The reality is people that come to North Beach with gold chains hanging, hoodies drawn, and knit caps pulled down have historically brought trouble and North Beach is the one neighborhood where trouble is not appreciated and where every effort is made to nip it in the bud. Every establishment in North Beach has a direct line to Central Station and the plainclothes will be there in thirty seconds. North Beach is thriving as maybe never before and the vested interests will not allow that to change. This area is innundated with tourists and people out for a meal and maybe some music. Gangbangers are not good for business, especially moving north on Grant off Broadway, and yes, let’s hope they will be acknowleged, or in other parlance, harassed. Sorry, Charley. These are grown men, one of whom was armed to the teeth. What if he had seen an adversary and a shootout errupted, kinda’ like Tenton, NJ this week?

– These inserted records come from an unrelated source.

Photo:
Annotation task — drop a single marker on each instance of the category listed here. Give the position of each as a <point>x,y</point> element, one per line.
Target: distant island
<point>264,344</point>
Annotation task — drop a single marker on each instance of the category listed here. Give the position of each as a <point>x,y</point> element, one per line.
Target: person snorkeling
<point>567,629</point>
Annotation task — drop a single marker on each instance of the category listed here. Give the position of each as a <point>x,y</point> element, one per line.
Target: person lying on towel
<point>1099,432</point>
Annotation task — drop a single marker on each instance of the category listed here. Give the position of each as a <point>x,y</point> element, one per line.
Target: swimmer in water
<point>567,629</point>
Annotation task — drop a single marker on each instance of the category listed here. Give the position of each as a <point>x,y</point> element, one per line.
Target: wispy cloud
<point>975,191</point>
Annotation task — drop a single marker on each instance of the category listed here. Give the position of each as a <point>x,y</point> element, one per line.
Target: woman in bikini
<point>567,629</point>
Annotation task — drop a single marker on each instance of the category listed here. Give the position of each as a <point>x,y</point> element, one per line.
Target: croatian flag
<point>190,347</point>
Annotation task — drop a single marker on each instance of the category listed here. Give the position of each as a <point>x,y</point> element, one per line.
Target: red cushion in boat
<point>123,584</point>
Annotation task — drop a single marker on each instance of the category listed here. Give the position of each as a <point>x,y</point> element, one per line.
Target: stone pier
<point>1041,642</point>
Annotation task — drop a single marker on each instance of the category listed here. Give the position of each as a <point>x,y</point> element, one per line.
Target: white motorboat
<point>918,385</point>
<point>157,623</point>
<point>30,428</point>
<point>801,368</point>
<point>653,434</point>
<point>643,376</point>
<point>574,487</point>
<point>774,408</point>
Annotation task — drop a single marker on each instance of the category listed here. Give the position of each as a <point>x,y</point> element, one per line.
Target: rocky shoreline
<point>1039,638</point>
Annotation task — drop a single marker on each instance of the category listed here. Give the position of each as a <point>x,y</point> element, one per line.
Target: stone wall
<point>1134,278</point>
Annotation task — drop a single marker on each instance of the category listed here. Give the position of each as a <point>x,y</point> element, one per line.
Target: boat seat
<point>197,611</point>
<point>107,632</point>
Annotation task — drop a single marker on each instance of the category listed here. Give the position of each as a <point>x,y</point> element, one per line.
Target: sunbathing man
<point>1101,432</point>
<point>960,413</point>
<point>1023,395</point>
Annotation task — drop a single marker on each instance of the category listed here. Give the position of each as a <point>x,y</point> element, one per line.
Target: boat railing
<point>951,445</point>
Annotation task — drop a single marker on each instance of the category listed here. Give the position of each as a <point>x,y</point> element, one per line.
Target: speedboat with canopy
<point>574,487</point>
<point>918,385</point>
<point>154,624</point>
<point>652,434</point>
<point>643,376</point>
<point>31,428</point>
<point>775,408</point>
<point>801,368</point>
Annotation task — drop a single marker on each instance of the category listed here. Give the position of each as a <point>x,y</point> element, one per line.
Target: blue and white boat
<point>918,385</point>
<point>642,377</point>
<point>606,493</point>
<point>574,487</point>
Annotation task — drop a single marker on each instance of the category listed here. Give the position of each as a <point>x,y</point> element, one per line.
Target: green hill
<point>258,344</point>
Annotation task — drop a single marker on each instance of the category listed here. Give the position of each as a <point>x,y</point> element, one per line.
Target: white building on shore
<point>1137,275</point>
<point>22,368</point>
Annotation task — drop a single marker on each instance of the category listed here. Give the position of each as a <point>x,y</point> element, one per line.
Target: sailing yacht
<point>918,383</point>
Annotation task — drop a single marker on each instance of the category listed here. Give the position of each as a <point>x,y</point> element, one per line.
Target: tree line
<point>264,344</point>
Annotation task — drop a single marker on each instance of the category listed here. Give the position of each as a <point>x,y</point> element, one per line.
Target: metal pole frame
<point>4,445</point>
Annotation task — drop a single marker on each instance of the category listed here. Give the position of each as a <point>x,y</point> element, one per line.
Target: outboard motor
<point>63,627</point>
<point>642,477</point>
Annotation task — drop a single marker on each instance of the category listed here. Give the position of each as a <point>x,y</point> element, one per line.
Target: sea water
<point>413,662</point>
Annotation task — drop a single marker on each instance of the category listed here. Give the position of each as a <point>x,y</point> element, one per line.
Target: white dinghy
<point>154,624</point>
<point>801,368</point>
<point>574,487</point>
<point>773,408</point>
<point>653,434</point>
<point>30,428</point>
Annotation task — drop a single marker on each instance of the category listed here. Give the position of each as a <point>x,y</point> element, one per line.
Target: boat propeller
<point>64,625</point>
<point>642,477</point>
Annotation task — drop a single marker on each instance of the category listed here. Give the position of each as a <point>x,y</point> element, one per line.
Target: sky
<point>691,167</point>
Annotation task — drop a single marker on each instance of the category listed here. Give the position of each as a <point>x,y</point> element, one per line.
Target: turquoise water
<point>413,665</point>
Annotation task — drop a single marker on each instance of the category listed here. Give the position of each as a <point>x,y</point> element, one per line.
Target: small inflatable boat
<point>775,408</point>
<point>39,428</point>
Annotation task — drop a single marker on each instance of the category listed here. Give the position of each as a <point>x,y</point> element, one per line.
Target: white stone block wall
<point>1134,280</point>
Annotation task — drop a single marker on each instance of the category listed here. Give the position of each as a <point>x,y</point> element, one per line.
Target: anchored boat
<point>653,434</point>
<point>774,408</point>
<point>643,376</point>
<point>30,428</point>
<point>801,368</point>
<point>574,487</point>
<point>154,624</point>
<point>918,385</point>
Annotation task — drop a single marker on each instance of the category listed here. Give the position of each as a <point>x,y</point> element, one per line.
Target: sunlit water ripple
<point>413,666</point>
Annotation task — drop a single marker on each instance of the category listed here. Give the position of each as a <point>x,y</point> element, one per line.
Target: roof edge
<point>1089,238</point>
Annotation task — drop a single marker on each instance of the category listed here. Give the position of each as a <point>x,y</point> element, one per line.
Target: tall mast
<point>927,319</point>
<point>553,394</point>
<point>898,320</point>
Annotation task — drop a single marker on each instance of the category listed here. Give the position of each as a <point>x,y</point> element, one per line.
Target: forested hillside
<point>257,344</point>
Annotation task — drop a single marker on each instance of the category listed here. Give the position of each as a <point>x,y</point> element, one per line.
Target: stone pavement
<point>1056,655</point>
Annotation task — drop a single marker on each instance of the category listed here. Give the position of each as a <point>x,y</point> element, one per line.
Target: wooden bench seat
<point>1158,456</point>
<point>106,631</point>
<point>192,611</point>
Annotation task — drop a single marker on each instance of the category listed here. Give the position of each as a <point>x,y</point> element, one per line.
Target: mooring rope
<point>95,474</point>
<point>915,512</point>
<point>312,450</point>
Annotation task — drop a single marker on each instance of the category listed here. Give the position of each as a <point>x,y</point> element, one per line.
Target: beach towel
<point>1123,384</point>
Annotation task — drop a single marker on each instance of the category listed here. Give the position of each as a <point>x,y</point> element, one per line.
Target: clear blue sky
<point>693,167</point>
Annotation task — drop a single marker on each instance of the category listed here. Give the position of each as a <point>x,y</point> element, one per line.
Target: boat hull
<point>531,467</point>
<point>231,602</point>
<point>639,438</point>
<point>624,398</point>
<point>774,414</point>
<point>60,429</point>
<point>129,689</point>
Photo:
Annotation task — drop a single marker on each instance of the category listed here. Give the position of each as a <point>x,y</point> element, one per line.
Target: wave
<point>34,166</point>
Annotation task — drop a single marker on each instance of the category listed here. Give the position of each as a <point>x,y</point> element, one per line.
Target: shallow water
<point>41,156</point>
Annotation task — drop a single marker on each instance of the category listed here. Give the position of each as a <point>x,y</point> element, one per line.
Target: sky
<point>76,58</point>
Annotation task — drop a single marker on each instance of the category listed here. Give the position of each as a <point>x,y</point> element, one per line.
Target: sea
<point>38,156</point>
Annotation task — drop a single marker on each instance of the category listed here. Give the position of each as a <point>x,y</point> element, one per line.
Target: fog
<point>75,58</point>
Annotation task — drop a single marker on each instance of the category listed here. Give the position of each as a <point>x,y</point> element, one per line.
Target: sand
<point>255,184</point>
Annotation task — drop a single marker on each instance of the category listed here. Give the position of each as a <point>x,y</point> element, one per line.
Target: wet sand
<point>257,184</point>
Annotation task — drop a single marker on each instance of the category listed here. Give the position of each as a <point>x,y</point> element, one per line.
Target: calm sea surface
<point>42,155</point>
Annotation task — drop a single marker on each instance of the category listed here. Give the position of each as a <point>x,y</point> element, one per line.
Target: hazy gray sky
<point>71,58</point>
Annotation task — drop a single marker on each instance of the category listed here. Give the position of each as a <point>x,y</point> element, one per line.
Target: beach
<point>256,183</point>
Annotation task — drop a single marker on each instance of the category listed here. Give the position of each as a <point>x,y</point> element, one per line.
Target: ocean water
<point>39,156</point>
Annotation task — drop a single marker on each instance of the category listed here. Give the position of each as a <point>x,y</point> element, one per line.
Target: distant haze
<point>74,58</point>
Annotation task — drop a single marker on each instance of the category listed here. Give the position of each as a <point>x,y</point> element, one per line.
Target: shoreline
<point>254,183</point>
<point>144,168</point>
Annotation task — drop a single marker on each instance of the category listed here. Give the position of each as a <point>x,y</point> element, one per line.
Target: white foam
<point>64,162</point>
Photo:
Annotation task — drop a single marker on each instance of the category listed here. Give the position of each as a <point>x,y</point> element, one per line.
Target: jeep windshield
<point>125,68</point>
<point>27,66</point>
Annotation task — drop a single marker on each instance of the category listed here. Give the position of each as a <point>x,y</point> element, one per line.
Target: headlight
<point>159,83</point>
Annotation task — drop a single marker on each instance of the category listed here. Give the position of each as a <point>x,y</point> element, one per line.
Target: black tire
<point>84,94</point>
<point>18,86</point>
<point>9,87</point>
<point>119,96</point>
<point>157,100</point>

Great work, SFPD.
As for John Crew, he’a a well known cop hater and ACLU lawyer. And officer T’s insinuations that younger cops have a coward’s mindset, and that they are afraid is laughable. Afraid of who, the badguys? Laughable again. However, thanks to progressive forces in this town the homeless are armed to the teeth. Thanks to our catch and release program how many criminals associated with carrying firearms and even violent crimes have charges reduced or dropped and are released back to society? I’ll support the cops every single time, and experts quoted here aside, I’ll bet 90% of the public will as well. Might be 95%. Might be 100% in North Beach. Ask around to people with skin in the game.
Wow! Mission Local writers have been doing some extremely outstanding work lately! This is an excellent examination of a shooting, which takes us second by second through the situation and lets us see how actions lead to reactions, and how flowing adrenaline affects one’s thinking process just when he or she most needs it to be clear headed.

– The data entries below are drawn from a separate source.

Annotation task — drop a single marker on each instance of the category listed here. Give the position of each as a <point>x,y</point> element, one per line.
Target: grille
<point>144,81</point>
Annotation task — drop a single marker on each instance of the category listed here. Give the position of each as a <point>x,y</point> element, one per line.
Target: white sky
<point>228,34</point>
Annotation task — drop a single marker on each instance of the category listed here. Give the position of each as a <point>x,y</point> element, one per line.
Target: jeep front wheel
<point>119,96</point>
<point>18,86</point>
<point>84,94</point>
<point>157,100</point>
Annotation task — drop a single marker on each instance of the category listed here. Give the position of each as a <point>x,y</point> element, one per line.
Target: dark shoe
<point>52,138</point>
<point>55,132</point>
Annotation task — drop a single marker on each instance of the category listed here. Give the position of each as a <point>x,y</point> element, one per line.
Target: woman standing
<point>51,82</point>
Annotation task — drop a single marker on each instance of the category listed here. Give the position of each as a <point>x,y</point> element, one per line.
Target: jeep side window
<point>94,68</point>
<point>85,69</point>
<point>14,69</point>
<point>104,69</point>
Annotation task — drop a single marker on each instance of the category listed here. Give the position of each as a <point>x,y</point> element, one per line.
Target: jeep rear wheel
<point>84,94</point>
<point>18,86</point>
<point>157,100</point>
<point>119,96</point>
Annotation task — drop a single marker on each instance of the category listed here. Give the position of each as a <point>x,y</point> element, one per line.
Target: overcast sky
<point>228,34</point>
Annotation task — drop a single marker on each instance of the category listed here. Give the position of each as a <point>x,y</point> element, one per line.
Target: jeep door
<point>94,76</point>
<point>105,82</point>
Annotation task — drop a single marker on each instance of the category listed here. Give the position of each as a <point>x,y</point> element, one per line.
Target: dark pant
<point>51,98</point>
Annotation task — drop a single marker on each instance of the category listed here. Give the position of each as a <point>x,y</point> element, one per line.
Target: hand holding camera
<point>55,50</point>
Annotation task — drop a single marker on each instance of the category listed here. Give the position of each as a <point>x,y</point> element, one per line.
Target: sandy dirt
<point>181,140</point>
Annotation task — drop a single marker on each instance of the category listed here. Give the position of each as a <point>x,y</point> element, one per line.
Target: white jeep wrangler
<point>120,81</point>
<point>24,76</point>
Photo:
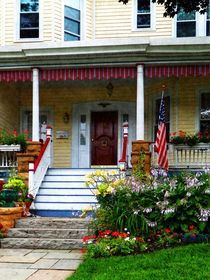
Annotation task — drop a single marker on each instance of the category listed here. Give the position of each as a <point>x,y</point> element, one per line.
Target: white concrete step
<point>65,198</point>
<point>65,191</point>
<point>65,185</point>
<point>77,206</point>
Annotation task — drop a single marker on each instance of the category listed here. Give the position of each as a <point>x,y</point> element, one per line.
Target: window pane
<point>208,28</point>
<point>205,112</point>
<point>70,37</point>
<point>72,13</point>
<point>167,116</point>
<point>29,20</point>
<point>29,33</point>
<point>185,16</point>
<point>73,3</point>
<point>186,29</point>
<point>143,21</point>
<point>72,26</point>
<point>29,5</point>
<point>143,6</point>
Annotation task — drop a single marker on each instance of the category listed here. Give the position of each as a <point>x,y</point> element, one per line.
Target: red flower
<point>86,238</point>
<point>115,233</point>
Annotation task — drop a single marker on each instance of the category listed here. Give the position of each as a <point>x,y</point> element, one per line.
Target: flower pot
<point>9,195</point>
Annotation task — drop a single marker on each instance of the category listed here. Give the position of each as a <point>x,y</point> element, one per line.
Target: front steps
<point>47,233</point>
<point>63,193</point>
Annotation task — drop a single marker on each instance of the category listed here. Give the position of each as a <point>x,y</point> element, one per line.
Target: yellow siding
<point>10,22</point>
<point>89,19</point>
<point>9,107</point>
<point>61,101</point>
<point>114,20</point>
<point>58,20</point>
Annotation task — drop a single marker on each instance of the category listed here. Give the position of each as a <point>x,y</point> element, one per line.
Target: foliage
<point>172,7</point>
<point>182,137</point>
<point>17,182</point>
<point>8,138</point>
<point>184,262</point>
<point>172,202</point>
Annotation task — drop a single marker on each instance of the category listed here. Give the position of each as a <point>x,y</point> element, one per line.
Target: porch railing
<point>8,156</point>
<point>38,169</point>
<point>184,156</point>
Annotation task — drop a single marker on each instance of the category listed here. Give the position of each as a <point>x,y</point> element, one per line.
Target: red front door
<point>104,138</point>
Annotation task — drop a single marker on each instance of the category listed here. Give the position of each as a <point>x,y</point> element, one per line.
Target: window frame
<point>200,28</point>
<point>199,92</point>
<point>82,21</point>
<point>152,17</point>
<point>17,35</point>
<point>153,101</point>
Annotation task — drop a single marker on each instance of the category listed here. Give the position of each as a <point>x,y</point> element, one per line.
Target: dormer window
<point>29,19</point>
<point>72,20</point>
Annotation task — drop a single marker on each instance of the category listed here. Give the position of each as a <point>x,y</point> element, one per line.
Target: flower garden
<point>142,214</point>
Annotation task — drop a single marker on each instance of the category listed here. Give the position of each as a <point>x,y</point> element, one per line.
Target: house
<point>85,67</point>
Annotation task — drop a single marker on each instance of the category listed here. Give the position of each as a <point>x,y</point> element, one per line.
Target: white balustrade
<point>38,169</point>
<point>8,155</point>
<point>184,156</point>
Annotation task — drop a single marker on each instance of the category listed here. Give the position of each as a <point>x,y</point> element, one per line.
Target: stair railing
<point>38,169</point>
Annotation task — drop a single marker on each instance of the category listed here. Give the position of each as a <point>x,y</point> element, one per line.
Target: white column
<point>140,103</point>
<point>35,109</point>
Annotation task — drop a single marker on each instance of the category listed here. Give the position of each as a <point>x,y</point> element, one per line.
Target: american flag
<point>160,143</point>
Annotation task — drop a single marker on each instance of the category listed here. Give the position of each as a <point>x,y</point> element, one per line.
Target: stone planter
<point>138,147</point>
<point>8,216</point>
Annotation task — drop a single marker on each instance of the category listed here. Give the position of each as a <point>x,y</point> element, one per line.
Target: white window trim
<point>82,20</point>
<point>153,100</point>
<point>17,34</point>
<point>199,91</point>
<point>152,19</point>
<point>200,26</point>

I foresee that this article will be used many times in training situations. It is just a really great detailed study.
Although a cop (and only a cop?) can be threatened by a man running away (see Adolfo Perez-Lopez), it is clear that this case, like Perez-Lopez, Gongora Pat, Alex Nieto and Mario Woods begins, and ends, with over-the-top macho racist police bullying tactics. What kind of “de-escalation training” instructs cops to harass and bully guys on a corner celebrating the Warriors? In North Beach!! They had a myriad of options (most of which suggest moving on) and they chose the one most likely to lead to the use of deadly force. After two three years of “investigation” Gascon will refuse to prosecute and the police chief, whoever he or she is at the time, will call for a blue ribbon commission to study the problem and request technical help from Jeff Sessions to fix it. And meanwhile, Cabrillo will be on administrative leave, collecting a full salary while doing nothing (which in truth is probably better than him driving around fully armed, provoking young black and latino males — but why do we have to finance his indolence — why not the POA?).

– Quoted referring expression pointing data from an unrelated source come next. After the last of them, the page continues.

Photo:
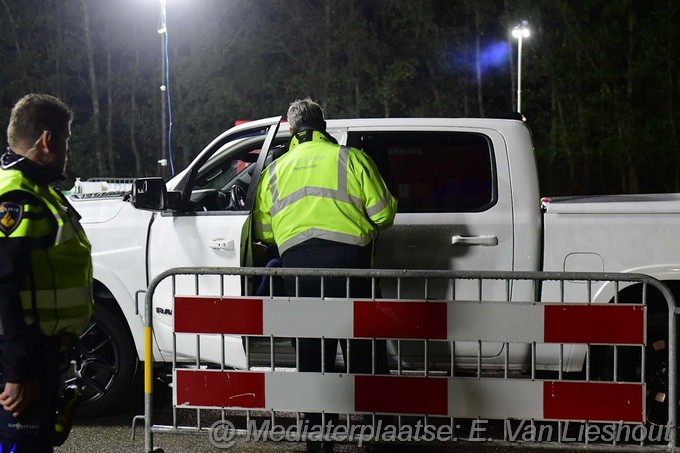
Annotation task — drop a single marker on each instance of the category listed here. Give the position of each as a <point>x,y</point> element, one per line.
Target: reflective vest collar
<point>307,135</point>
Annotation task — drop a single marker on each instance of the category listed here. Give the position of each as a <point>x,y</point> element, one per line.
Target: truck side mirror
<point>149,193</point>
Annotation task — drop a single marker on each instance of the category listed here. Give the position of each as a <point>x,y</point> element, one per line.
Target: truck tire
<point>656,366</point>
<point>108,364</point>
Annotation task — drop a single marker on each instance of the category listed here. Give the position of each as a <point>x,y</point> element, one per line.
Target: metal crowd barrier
<point>454,341</point>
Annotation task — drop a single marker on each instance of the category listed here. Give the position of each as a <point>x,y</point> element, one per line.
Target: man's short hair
<point>33,114</point>
<point>305,113</point>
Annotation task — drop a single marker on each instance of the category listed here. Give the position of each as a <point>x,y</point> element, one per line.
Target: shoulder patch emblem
<point>10,216</point>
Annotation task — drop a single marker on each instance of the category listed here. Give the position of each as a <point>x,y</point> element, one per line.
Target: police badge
<point>10,216</point>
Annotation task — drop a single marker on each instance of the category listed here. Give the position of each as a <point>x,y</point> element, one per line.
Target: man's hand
<point>16,398</point>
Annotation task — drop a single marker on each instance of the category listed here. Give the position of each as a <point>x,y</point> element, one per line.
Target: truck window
<point>433,171</point>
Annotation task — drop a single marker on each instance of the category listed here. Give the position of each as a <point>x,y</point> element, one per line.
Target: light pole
<point>520,32</point>
<point>163,31</point>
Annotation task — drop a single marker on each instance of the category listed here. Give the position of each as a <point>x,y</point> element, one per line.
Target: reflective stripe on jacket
<point>322,190</point>
<point>58,290</point>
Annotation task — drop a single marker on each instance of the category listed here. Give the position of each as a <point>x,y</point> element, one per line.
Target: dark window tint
<point>433,172</point>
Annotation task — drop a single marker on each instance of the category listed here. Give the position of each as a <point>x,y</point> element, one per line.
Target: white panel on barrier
<point>495,398</point>
<point>312,392</point>
<point>314,318</point>
<point>495,321</point>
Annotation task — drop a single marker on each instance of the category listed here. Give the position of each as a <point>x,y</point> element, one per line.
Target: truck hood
<point>97,208</point>
<point>663,203</point>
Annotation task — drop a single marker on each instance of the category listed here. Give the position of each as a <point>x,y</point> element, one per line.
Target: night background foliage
<point>600,78</point>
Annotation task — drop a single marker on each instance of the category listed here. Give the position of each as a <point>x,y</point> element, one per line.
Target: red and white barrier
<point>437,320</point>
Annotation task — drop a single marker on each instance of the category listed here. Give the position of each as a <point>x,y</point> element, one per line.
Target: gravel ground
<point>113,434</point>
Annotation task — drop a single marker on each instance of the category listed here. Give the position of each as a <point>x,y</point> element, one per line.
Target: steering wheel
<point>237,198</point>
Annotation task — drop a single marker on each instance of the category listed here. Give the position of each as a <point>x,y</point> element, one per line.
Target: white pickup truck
<point>468,200</point>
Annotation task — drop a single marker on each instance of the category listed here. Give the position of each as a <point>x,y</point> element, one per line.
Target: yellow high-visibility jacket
<point>57,292</point>
<point>322,190</point>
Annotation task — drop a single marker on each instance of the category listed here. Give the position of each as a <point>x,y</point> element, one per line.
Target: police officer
<point>45,272</point>
<point>323,205</point>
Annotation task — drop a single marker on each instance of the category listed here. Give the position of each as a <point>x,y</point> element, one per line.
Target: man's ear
<point>43,143</point>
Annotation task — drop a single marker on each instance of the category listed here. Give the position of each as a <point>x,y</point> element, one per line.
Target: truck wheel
<point>108,363</point>
<point>656,367</point>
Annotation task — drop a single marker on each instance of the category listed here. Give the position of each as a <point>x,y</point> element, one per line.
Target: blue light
<point>492,56</point>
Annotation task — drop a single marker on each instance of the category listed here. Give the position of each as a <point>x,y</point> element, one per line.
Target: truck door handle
<point>222,244</point>
<point>475,240</point>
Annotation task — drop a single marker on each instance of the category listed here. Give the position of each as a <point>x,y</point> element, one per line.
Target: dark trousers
<point>364,357</point>
<point>32,431</point>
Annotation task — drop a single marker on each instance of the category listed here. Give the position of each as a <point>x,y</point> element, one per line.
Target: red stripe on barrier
<point>610,324</point>
<point>417,320</point>
<point>593,401</point>
<point>215,315</point>
<point>219,389</point>
<point>401,395</point>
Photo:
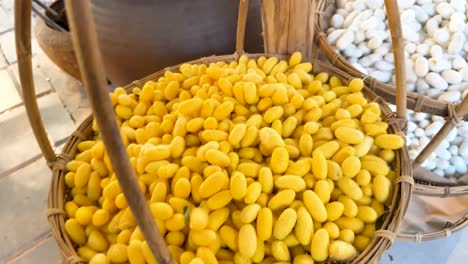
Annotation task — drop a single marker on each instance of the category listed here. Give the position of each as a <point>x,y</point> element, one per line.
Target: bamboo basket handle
<point>241,24</point>
<point>455,116</point>
<point>394,24</point>
<point>92,69</point>
<point>23,50</point>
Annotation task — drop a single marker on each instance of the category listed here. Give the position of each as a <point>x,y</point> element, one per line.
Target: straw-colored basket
<point>91,69</point>
<point>426,182</point>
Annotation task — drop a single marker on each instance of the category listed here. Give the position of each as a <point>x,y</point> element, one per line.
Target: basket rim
<point>380,242</point>
<point>419,103</point>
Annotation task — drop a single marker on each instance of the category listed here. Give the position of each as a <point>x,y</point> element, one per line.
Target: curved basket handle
<point>92,69</point>
<point>426,236</point>
<point>455,116</point>
<point>241,24</point>
<point>23,51</point>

Agreed. And had these idiot cops merely said to knock it off, go back inside and please don’t come back out with open containers…it would have been far more likely that the “suspect” would have done something to get rid of the gun he had on him after such a close call. Why did he run? Who wouldn’t at this point. American cops are just out to look for situations where they get to murder people, so as to feed their adrenaline-junkie needs. This “suspect” had been shot before, so he knows it hurts. This “suspect” had been convicted before, so he knew he’d be in trouble if caught with a gun. Or an open container for that matter. So who wouldn’t run, given the circumstances. It is nearly every living creature’s nature to do so, fight or flight.